Toti Giulia, Vilalta Ricardo, Lindner Peggy, Lefer Barry, Macias Charles, Price Daniel
Department of Computer Science, University of Houston, Philip Guthrie Hoffman Hall, 3551 Cullen Blvd., Room 501, Houston, TX 77204-3010, USA.
Department of Computer Science, University of Houston, Philip Guthrie Hoffman Hall, 3551 Cullen Blvd., Room 501, Houston, TX 77204-3010, USA.
Artif Intell Med. 2016 Nov;74:44-52. doi: 10.1016/j.artmed.2016.11.003. Epub 2016 Nov 25.
Traditional studies on effects of outdoor pollution on asthma have been criticized for questionable statistical validity and inefficacy in exploring the effects of multiple air pollutants, alone and in combination. Association rule mining (ARM), a method easily interpretable and suitable for the analysis of the effects of multiple exposures, could be of use, but the traditional interest metrics of support and confidence need to be substituted with metrics that focus on risk variations caused by different exposures.
We present an ARM-based methodology that produces rules associated with relevant odds ratios and limits the number of final rules even at very low support levels (0.5%), thanks to post-pruning criteria that limit rule redundancy and control for statistical significance.
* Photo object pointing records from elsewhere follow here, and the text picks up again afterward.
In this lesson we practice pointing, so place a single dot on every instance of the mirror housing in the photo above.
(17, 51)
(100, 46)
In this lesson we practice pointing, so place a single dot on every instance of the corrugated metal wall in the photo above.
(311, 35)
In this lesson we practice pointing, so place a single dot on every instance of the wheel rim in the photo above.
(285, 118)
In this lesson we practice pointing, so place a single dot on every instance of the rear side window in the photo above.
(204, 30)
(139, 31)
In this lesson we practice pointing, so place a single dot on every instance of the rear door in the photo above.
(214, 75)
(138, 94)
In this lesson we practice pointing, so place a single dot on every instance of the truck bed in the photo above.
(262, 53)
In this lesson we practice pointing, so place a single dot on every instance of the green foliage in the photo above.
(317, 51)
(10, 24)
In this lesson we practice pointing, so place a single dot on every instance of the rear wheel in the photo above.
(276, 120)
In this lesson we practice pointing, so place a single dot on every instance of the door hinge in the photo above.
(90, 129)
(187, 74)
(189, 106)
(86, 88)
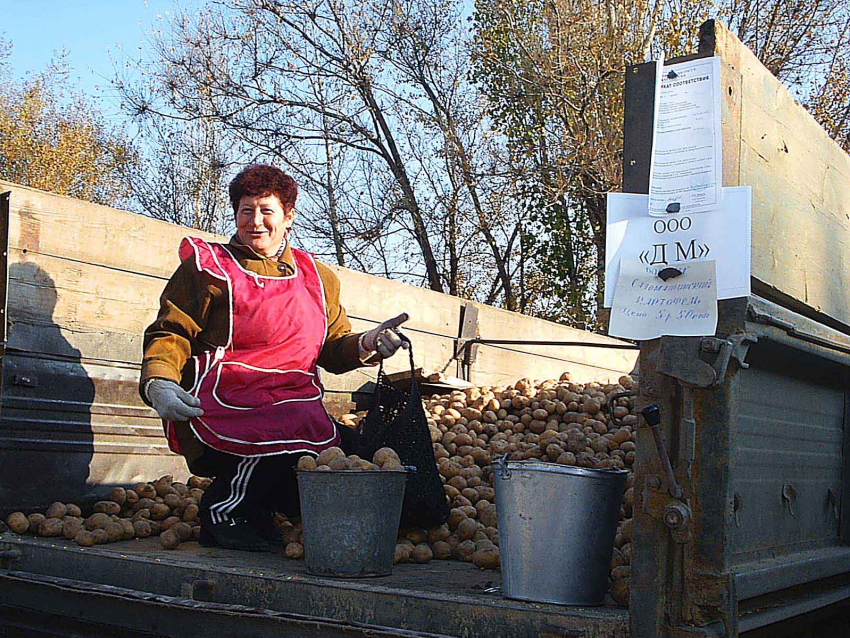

The methodology has been applied to a case-crossover study to explore the effects of multiple air pollutants on risk of asthma in pediatric subjects.
We identified 27 rules with interesting odds ratio among more than 10,000 having the required support. The only rule including only one chemical is exposure to ozone on the previous day of the reported asthma attack (OR=1.14). 26 combinatory rules highlight the limitations of air quality policies based on single pollutant thresholds and suggest that exposure to mixtures of chemicals is more harmful, with odds ratio as high as 1.54 (associated with the combination day0 SO, day0 NO, day0 NO, day1 PM).
The proposed method can be used to analyze risk variations caused by single and multiple exposures. The method is reliable and requires fewer assumptions on the data than parametric approaches. Rules including more than one pollutant highlight interactions that deserve further investigation, while helping to limit the search field.
传统的关于室外污染对哮喘影响的研究因统计有效性存疑以及在探索多种空气污染物单独及联合作用的效果方面效率低下而受到批评。关联规则挖掘(ARM)是一种易于解释且适用于分析多种暴露因素影响的方法,可能会有所帮助,但传统的支持度和置信度等兴趣度指标需要用关注不同暴露因素引起的风险变化的指标来替代。
我们提出一种基于ARM的方法,该方法能生成与相关比值比相关的规则,并且由于有后剪枝标准来限制规则冗余并控制统计显著性,即使在非常低的支持度水平(0.5%)下也能限制最终规则的数量。该方法已应用于一项病例交叉研究,以探索多种空气污染物对儿科患者哮喘风险的影响。
在超过10000条满足所需支持度的规则中,我们识别出27条具有有趣比值比的规则。唯一一条仅包含一种化学物质的规则是在报告的哮喘发作前一天暴露于臭氧(比值比=1.14)。26条组合规则突出了基于单一污染物阈值的空气质量政策的局限性,并表明接触化学物质混合物更有害,比值比高达1.54(与第0天的二氧化硫、第0天的一氧化氮、第0天的二氧化氮、第1天的颗粒物的组合相关)。
所提出的方法可用于分析单一和多种暴露因素引起的风险变化。该方法可靠,与参数方法相比,对数据的假设更少。包含多种污染物的规则突出了值得进一步研究的相互作用,同时有助于限制搜索范围。